- 2026/08/31 14:00 掲載
NASAのローマン宇宙望遠鏡が打ち上げに成功、暗黒物質と太陽系外惑星の解明へ
ダークマターの解明、太陽系外惑星の探査などが主な任務
ローマン宇宙望遠鏡は、かつて国家偵察局が偵察衛星として開発していたハードウェアを宇宙探査用に転用したものであり、2.4メートルの主鏡を備えている。この主鏡のサイズはハッブル宇宙望遠鏡と同等であるが、搭載された広視野観測装置により、ハッブルの100倍以上の視野を一度に捉える能力を持つ。これにより、短時間で広範囲の宇宙空間を撮影し、数十億の銀河や恒星の高精度な観測データを蓄積する。 機体は地球から約150万キロメートル離れた太陽と地球の第2ラグランジュ点を目標軌道としており、到着までの約90日から100日間を初期運用検証期間にあてる。

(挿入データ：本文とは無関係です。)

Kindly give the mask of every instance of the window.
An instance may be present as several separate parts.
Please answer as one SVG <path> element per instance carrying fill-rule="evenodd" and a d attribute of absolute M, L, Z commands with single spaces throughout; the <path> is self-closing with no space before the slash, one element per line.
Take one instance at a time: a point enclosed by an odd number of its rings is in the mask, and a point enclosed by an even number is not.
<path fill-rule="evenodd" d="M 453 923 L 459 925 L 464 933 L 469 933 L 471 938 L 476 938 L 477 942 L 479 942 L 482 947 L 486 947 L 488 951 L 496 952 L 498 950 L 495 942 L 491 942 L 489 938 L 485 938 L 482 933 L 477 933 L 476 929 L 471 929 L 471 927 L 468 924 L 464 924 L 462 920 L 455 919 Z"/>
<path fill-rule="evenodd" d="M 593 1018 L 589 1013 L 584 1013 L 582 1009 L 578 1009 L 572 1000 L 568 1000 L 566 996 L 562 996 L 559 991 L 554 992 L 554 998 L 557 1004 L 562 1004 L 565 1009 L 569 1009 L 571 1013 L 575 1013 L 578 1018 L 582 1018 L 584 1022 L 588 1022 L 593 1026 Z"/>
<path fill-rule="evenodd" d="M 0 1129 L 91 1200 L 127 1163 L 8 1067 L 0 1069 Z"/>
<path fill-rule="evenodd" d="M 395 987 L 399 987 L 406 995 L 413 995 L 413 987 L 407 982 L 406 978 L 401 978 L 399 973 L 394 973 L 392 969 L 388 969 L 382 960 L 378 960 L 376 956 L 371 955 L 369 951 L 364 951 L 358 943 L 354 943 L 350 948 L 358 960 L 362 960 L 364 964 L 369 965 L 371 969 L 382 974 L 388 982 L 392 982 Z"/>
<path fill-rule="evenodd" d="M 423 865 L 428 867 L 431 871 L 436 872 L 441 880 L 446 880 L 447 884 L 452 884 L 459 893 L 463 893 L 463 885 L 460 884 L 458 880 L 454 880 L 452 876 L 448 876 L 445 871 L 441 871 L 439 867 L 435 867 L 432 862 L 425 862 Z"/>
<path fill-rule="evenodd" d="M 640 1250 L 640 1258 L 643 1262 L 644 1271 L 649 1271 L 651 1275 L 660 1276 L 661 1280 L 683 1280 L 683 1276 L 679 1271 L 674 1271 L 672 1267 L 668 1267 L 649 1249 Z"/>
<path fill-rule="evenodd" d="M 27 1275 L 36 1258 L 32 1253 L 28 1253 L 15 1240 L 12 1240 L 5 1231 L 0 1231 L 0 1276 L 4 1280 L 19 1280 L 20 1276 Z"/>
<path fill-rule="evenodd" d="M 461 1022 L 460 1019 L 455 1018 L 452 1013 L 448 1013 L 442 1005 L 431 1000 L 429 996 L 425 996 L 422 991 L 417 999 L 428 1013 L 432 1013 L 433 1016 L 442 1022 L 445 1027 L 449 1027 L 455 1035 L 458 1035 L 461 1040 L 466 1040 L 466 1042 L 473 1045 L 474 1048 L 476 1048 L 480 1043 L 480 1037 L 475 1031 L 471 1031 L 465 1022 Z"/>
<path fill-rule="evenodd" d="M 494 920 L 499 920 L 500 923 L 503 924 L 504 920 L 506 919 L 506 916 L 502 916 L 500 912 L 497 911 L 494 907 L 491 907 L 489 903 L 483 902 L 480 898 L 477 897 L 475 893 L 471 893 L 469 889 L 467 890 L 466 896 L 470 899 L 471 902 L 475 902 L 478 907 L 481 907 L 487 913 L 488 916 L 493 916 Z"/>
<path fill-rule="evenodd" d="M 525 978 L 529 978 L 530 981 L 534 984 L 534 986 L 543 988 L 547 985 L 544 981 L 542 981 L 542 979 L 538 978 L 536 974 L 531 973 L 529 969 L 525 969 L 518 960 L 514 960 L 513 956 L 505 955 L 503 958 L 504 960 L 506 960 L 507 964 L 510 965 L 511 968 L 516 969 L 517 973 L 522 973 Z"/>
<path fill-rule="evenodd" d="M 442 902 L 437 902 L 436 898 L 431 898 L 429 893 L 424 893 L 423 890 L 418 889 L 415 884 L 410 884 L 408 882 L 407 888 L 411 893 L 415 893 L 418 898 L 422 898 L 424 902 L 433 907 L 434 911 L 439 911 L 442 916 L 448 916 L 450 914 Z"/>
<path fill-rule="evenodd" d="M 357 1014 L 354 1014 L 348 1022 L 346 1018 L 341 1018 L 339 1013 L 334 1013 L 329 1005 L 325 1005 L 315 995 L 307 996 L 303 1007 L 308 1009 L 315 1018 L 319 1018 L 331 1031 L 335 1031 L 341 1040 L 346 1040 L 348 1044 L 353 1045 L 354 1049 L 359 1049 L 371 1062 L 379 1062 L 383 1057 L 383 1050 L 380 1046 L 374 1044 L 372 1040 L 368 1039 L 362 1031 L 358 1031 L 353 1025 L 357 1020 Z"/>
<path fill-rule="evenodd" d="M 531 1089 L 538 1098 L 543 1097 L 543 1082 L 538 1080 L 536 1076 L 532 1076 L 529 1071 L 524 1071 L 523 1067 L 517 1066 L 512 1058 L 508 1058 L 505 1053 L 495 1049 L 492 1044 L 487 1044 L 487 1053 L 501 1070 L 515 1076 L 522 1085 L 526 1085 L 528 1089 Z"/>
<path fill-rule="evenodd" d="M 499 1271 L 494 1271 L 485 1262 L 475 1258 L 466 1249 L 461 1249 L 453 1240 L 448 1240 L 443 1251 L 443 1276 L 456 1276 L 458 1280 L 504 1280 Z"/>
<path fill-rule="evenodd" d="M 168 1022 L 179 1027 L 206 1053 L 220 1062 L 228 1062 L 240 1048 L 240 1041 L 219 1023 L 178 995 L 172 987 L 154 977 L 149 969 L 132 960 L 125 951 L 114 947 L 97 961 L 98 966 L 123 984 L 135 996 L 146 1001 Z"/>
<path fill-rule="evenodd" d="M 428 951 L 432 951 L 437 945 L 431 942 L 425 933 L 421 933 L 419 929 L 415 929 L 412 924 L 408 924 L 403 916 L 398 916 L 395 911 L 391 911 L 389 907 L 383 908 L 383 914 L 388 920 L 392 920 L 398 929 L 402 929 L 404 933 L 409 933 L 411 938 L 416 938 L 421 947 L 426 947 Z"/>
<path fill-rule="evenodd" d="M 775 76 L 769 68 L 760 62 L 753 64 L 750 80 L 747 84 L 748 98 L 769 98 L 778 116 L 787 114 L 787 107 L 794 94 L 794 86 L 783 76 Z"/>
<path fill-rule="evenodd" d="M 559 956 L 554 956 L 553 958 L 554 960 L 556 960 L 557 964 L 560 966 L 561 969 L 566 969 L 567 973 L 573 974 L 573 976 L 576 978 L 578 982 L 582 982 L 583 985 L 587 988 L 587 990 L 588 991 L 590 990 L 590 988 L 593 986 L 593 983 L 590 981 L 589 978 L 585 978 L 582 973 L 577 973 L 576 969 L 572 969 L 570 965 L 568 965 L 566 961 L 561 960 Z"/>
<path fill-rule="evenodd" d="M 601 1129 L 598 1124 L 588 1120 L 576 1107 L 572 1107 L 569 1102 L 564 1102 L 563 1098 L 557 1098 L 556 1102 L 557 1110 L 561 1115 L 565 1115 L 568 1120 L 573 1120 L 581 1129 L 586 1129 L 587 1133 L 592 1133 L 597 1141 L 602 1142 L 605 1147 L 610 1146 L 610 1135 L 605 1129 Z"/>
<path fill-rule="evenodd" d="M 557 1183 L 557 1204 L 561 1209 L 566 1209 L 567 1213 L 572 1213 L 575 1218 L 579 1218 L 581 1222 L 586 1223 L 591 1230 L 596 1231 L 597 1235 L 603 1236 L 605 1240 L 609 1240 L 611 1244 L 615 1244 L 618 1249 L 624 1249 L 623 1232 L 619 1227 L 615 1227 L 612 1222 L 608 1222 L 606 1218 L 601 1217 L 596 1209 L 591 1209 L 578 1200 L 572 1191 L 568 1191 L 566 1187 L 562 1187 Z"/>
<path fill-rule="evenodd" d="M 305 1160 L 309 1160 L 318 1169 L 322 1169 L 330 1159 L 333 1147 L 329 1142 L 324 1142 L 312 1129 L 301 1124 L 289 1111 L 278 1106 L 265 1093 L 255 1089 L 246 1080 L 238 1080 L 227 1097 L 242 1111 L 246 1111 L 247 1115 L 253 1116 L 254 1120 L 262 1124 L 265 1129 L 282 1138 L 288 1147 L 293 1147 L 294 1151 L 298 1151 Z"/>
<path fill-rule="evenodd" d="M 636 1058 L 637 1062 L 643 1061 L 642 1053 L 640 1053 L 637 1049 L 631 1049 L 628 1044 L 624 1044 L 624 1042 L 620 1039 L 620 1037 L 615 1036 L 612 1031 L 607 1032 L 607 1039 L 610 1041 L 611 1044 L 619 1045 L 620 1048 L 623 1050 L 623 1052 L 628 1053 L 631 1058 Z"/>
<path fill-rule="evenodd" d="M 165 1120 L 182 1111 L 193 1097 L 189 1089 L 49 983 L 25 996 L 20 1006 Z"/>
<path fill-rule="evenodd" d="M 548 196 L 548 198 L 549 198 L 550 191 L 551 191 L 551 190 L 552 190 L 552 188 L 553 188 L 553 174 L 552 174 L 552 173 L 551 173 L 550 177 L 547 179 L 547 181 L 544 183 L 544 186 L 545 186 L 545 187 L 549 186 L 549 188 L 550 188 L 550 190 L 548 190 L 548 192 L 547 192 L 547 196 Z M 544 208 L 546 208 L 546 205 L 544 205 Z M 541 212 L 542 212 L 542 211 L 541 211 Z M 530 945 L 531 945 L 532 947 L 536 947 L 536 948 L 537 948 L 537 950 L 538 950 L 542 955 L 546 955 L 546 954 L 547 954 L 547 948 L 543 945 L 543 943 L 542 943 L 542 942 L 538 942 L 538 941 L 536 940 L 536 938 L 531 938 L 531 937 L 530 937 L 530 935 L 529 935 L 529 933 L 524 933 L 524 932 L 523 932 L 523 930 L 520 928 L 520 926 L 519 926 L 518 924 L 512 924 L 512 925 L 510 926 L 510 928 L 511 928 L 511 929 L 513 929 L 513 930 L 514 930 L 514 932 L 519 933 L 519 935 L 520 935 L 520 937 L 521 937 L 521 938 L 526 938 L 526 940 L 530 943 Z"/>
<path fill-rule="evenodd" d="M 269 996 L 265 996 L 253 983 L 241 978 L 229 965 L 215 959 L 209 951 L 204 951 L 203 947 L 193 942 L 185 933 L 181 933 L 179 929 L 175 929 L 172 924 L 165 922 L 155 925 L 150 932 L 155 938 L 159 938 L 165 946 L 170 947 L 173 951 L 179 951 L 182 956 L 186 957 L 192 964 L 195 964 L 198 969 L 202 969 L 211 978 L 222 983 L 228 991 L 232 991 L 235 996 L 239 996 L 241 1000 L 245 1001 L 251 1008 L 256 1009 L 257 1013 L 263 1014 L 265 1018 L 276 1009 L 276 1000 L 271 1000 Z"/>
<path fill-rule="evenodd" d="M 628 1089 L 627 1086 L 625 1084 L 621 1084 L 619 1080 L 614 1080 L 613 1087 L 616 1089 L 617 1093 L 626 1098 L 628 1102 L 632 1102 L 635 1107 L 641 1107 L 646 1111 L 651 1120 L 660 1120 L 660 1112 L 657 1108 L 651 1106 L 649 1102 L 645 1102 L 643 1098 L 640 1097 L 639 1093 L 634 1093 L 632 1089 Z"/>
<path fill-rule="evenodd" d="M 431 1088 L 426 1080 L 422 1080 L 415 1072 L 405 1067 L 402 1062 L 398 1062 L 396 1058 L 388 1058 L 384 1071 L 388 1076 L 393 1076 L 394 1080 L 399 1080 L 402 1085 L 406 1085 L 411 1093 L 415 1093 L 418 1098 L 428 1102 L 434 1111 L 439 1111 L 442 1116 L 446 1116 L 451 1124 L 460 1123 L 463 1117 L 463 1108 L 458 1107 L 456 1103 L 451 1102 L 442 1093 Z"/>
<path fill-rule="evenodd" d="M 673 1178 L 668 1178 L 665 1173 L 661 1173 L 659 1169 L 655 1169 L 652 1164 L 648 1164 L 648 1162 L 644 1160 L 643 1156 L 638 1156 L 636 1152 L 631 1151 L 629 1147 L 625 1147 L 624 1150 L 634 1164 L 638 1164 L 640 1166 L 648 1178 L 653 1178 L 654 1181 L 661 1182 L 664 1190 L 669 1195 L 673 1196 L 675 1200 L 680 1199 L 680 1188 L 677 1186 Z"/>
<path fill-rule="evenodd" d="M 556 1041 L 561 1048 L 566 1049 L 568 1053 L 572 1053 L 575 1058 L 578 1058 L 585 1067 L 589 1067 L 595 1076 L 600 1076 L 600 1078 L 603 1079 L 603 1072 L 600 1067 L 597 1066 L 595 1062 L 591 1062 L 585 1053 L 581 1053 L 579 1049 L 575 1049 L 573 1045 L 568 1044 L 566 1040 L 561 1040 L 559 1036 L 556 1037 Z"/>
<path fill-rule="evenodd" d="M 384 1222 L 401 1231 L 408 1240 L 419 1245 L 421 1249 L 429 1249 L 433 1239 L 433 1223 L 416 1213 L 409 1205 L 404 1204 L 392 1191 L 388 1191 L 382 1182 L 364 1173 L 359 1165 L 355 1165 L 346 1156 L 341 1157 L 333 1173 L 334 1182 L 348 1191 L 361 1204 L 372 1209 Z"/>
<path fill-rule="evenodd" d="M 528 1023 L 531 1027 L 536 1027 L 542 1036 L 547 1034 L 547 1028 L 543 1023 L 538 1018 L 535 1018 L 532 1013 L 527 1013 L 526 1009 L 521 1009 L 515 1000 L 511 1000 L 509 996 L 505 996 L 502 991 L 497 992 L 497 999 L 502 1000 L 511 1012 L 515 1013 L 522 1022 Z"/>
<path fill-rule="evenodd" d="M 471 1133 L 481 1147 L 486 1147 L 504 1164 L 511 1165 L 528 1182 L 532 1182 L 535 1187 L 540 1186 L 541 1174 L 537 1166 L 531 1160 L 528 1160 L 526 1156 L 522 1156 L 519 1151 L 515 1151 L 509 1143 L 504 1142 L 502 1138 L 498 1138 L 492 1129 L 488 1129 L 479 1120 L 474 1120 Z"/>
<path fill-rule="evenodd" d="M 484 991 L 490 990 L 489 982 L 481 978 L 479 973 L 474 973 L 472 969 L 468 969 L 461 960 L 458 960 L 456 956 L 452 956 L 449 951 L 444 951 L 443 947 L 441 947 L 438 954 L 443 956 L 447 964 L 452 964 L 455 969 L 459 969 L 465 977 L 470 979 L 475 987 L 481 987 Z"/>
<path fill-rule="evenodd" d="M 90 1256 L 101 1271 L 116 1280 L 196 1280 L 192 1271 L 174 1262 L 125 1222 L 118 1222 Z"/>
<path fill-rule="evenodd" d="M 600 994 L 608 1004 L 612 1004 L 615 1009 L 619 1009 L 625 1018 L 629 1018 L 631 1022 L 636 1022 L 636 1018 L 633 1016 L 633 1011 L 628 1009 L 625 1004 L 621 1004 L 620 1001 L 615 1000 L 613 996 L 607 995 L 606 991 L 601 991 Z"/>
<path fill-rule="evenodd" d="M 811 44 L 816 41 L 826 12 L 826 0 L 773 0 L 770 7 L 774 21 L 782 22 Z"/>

この期間中に、観測機器の冷却や調整、通信ネットワークとのデータ転送テストを実施する。同望遠鏡が地球へ送信する観測データは1日あたり1.4テラバイトに達し、これまでの天体物理学ミッションを上回る通信量を処理するため、深宇宙通信網の増強や国際協力を通じた受信体制が構築されている。 すべてのシステムの検証が完了したのち、2027年の初頭に最初の高解像度天体画像が一般公開される予定である。
その後は5年間の基本ミッションへと移行し、弱い重力レンズ効果や超新星爆発の観測を通じて、宇宙の大部分を占めるダークエネルギーとダークマターの分布を三次元的にマッピングする。あわせて、重力マイクロレンズ現象を利用した銀河系内の大規模な恒星観測により、地球サイズの惑星や浮遊惑星を含む数千個の太陽系外惑星を新たに特定する計画である。